After the Peace without Borders concert in Cuba, Olga Tañon was back in Miami the next day and made a television appearance on Maria Elvira Live!, MegaTVs popular Spanish-language political talk show program (Tañon also appeared on another MegaTV program).
The picture above shows an emotional Maria Elvira after handing Olga Tañon a bouquet of flowers and thanking her for Sunday's performance [video]. Maria Elvira is immediately overwhelmed by emotions, crying and thanking Tañon "because you mentioned Miami, because you mentioned el exilio." She also gave thanks on behalf of her mother, a Cuban exile.
For weeks Maria Elvira Live! has produced an endless amount of programming analyzing the Peace without Borders concert. It was typical to see on her show some of the most hard-line figures in Miami opposed to the concert, but at some point Maria Elvira herself began seeing beyond the rhetoric, and saw hope. Hope that Cubans (exiled or not) would enjoy a wonderful concert, and maybe decide that it was time for change.

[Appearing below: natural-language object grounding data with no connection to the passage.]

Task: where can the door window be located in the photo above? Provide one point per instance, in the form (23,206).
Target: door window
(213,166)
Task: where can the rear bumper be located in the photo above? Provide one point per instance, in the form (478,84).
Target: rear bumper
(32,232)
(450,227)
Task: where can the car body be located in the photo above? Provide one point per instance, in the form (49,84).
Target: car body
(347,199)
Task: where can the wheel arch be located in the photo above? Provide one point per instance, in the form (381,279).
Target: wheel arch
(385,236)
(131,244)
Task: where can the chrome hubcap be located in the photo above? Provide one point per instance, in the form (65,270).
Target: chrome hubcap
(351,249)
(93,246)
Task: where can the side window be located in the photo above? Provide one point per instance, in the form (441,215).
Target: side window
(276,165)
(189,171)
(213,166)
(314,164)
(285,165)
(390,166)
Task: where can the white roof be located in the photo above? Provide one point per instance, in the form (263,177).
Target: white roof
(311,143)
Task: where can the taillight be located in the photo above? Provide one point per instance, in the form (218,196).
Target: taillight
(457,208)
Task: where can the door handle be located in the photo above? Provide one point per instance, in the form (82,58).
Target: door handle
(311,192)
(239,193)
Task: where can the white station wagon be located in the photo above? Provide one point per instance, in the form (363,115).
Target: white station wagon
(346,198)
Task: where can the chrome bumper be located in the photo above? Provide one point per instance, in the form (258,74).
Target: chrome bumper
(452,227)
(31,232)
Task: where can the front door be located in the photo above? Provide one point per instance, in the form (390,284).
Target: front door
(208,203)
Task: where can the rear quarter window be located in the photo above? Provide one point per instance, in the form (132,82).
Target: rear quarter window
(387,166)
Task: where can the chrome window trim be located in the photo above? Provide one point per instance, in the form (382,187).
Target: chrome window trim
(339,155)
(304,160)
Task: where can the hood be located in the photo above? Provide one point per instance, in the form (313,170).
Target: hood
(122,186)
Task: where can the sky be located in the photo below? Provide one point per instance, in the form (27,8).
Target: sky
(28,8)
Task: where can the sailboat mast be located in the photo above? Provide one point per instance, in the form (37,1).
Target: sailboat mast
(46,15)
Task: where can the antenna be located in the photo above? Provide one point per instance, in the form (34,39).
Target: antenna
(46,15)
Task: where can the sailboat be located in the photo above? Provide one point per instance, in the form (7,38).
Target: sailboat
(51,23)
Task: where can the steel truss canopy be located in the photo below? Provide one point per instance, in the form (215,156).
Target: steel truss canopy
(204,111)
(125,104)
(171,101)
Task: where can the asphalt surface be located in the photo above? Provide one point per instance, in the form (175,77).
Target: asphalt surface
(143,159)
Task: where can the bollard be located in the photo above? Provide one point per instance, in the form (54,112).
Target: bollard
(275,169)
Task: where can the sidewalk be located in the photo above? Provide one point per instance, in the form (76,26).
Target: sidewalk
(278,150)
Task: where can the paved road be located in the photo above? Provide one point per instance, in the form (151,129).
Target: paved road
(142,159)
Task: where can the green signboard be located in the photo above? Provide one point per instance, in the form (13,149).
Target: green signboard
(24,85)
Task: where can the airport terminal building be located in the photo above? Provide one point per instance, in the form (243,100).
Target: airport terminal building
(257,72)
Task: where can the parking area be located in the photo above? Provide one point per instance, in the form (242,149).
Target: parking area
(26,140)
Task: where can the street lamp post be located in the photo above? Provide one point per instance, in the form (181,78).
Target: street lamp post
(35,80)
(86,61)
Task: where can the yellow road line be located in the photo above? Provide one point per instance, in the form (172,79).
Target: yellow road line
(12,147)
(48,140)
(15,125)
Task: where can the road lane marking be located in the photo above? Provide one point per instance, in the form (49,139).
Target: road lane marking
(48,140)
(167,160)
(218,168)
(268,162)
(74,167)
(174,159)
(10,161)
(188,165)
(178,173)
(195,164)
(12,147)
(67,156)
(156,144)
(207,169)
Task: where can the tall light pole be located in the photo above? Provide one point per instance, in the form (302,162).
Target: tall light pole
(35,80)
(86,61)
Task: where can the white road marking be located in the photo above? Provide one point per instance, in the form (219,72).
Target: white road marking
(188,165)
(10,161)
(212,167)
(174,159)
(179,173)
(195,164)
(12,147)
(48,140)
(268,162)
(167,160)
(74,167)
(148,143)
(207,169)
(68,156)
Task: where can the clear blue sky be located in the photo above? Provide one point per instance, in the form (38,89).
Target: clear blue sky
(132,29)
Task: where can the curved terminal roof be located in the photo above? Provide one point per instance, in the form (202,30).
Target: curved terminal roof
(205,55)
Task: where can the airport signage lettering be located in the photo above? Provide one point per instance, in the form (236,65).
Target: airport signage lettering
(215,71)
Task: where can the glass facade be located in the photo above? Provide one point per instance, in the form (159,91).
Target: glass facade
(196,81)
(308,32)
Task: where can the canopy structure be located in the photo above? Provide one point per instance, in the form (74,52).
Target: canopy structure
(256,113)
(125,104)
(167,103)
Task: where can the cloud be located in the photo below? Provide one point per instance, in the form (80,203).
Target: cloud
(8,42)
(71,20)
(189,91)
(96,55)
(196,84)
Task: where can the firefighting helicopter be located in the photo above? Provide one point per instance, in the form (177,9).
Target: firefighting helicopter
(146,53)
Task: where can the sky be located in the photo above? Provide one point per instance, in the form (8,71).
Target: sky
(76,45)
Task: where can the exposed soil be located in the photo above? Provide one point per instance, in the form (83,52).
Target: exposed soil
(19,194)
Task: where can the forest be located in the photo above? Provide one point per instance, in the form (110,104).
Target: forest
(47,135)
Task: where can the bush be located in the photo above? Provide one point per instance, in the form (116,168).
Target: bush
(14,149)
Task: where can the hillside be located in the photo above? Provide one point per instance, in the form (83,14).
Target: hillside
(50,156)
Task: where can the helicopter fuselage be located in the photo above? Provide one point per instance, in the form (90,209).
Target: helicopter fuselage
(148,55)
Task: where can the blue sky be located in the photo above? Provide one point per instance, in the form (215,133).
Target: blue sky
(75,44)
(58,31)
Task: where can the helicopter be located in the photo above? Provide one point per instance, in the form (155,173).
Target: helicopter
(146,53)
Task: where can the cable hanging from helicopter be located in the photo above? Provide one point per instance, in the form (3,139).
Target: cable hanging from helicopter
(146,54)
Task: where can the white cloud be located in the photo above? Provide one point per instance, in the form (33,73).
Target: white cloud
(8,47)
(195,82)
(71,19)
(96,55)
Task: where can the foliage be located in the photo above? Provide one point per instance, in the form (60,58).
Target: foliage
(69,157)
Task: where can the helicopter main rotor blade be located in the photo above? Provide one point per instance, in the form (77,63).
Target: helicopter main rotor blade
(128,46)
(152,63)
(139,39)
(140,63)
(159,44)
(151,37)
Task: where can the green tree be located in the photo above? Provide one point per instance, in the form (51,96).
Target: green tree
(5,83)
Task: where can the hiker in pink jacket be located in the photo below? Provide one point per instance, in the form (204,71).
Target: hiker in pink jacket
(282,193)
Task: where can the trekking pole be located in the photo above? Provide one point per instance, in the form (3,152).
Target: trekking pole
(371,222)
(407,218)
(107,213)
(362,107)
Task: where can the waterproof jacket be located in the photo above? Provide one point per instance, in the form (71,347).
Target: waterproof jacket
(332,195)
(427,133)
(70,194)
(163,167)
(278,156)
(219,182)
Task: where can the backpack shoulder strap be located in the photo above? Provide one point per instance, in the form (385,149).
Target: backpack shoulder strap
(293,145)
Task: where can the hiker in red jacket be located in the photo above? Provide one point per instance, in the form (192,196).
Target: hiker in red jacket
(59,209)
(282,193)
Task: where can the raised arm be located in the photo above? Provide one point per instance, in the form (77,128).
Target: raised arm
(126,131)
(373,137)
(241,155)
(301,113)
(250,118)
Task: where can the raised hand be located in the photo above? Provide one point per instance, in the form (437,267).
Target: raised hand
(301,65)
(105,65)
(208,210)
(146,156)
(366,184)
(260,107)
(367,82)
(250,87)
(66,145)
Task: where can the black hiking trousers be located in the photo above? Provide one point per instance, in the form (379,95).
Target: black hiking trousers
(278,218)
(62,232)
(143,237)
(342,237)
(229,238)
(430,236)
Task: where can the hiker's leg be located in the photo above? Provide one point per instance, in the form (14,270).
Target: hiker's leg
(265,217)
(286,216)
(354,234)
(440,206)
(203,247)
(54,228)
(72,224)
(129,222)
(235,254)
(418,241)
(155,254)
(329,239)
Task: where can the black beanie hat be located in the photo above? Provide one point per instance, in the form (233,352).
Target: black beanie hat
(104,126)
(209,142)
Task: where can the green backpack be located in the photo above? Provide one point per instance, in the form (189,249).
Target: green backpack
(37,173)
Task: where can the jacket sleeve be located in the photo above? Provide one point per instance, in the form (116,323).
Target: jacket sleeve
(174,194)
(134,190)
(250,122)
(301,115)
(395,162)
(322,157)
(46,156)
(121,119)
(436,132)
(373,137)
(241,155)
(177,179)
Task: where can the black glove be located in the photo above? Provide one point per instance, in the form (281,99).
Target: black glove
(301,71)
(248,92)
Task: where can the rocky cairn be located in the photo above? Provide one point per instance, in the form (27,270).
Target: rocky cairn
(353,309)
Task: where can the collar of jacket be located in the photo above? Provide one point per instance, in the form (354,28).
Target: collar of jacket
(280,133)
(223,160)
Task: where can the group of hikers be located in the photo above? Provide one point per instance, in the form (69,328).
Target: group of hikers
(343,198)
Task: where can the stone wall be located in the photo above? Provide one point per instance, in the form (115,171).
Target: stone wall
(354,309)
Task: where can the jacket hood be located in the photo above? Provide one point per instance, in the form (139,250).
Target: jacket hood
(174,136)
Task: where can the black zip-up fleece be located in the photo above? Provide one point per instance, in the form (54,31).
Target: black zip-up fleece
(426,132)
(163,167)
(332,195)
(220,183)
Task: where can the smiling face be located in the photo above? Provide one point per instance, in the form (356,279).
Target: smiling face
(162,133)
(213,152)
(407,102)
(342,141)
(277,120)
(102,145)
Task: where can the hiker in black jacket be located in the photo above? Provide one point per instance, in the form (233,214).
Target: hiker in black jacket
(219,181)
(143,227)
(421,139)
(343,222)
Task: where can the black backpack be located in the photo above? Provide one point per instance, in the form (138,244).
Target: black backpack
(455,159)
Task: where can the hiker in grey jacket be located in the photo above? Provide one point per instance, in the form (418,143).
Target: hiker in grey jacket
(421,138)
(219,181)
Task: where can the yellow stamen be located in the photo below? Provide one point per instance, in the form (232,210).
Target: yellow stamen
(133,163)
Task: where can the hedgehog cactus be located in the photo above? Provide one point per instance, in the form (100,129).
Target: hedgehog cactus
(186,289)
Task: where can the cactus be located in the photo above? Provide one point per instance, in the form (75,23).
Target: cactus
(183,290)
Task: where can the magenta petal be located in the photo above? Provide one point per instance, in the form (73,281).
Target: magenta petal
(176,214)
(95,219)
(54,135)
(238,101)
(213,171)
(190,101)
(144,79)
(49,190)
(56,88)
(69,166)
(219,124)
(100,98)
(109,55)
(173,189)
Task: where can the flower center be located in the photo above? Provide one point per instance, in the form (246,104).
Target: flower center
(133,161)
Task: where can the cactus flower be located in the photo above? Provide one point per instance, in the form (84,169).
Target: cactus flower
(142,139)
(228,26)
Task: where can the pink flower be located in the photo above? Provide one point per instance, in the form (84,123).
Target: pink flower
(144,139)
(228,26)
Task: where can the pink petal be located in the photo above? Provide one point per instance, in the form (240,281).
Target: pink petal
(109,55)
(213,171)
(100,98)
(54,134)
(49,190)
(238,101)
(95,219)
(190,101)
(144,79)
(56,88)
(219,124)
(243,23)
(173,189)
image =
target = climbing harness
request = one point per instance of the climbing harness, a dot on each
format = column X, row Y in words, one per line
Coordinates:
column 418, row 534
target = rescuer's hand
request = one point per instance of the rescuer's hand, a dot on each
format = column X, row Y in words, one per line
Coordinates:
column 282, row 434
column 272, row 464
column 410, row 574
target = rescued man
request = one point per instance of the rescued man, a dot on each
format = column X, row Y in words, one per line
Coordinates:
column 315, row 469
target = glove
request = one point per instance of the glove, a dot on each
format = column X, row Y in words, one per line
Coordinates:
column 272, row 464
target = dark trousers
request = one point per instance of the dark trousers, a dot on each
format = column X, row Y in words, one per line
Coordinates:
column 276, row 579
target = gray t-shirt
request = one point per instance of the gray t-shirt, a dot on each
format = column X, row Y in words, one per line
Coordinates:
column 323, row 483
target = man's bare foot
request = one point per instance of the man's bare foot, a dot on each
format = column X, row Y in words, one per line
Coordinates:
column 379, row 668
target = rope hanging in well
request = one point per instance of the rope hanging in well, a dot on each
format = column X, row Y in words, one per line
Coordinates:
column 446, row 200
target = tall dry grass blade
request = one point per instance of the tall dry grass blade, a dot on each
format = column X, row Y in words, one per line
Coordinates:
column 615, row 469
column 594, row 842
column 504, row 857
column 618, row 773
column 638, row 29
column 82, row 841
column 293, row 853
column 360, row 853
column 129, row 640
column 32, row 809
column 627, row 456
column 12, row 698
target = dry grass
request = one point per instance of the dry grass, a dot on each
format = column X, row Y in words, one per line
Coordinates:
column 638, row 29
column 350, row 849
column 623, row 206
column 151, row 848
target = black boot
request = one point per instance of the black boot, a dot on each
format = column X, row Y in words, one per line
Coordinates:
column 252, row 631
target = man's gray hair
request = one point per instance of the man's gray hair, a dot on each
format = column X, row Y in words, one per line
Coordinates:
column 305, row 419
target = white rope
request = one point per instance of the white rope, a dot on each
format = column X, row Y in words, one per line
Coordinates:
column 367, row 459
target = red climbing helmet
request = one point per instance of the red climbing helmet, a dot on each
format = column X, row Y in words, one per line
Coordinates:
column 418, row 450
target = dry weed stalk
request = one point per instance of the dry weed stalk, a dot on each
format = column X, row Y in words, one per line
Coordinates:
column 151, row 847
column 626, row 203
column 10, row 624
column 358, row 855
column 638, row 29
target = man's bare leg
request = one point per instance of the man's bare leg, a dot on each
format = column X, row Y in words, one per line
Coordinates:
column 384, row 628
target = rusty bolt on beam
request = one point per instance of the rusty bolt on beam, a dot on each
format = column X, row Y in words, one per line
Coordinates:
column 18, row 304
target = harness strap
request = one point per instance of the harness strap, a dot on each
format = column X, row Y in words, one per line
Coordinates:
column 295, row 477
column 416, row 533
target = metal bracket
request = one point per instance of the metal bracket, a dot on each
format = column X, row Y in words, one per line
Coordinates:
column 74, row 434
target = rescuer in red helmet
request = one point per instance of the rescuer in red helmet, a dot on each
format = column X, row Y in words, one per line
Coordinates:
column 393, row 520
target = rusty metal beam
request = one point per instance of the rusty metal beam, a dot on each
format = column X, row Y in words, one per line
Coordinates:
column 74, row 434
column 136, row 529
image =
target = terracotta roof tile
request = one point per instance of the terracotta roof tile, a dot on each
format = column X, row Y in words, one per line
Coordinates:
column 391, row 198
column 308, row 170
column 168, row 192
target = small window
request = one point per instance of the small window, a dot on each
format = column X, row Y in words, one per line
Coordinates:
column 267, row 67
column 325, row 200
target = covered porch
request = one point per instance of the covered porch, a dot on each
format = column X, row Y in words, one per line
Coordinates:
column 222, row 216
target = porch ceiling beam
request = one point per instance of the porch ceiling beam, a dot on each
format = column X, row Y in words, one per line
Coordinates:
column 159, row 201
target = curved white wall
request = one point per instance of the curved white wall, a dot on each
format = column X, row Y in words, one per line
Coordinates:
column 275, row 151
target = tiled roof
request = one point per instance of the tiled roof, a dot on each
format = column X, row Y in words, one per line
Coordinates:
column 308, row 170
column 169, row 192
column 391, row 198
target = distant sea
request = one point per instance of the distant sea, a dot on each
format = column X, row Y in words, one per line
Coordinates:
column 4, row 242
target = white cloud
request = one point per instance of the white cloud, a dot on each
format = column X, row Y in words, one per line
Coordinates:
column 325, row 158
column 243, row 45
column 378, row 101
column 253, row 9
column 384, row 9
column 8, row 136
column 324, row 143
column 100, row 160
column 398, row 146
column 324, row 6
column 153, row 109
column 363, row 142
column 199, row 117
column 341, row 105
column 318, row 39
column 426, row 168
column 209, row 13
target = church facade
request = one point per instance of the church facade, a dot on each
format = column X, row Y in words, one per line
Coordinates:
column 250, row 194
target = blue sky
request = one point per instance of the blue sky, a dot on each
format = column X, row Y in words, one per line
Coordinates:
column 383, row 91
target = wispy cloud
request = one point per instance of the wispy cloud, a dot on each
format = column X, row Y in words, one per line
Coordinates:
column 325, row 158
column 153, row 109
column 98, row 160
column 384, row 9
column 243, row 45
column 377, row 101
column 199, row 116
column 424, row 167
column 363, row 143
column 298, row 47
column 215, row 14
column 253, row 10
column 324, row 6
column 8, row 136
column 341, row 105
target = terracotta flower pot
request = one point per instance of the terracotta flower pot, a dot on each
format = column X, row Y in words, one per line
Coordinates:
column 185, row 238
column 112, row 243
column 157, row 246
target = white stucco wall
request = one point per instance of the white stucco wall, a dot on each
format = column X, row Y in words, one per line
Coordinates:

Time will tell what change brings.
Another very interesting thing also happened last night. Maria Elvira again interviewed Miguel Saavedra, leader of Vigilia Mambisa who organized a protest in Miami on Sunday, where they destroyed music CDs by participants of the Peace without Borders concert.
Saavedra was on the defensive [video]. He mentioned that it was not time for Cuban exiles to change, that they need to stay militant, and it is the others ("the leftists") that need to change. Saavedra even believed that the Peace without Borders was nothing special because hundreds of thousands of Cubans would have gone to any other concert held in Cuba. According to Saavedra, Cubans have "nothing else to do" and would pack a concert festival because "its the new thing."
Saavedra is revealing his great ignorance here. There was another large music concert not long ago in Cuba in 2005 by the rock band Audioslave. That concert was described as "historic" gathering about 50-60 thousand young Cubans, but if we go by Saavedra's logic, then that concert should have gathered a similar number of concert-goers as Sunday's concert because Cubans have "nothing else to do" and "its the new thing." I personally believe Saavedra revealed his utter contempt for the people of Cuba.
Anway, despite Saavedra being constantly on the defensive (taking many opportunities to describe Maria Elvira as a communist, or a friend of communists), near the end of the interview Saavedra actually proposes the idea of changing the tactics of Vigilia Mambisa! He says that instead of smashing CDs, they should maybe consider aerial banners. Maria Elvira loved the idea. And, I give her a lot of credit for trying to explain to Saavedra how his protests continue to give the Cuban exile community a very bad image in the media.
But, I'm sure Saavedra knows that he needs to change his tactics, especially becuase of recent pressures, such as last month's Bendixen/Cuba Study Group poll [PDF] showing 74% of Cuban-Americans disapproving of Vigilia Mambisa smashing CDs, disapproval (but not condemnation) from leaders within the Cuban exile community, and Sunday's counter-protest from young Cubans at the Versailles Restaurant.
Also, Saavedra most likely knows how poorly Miami has viewed his recent protests. Here's a good video (in Spanish) showing random interviews with Cubans in Miami (two male adults, two female adults, one young woman) all showing their satisfaction with Sunday's Peace concert, one saying that it "shut up" those who opposed the concert, and two saying that those who smashed CD's (Vigilia Mambisa) might be (to put it nicely) a few card short of a full deck.
Now, the big question is: can Maria Elvira get Armando Perez Roura to change?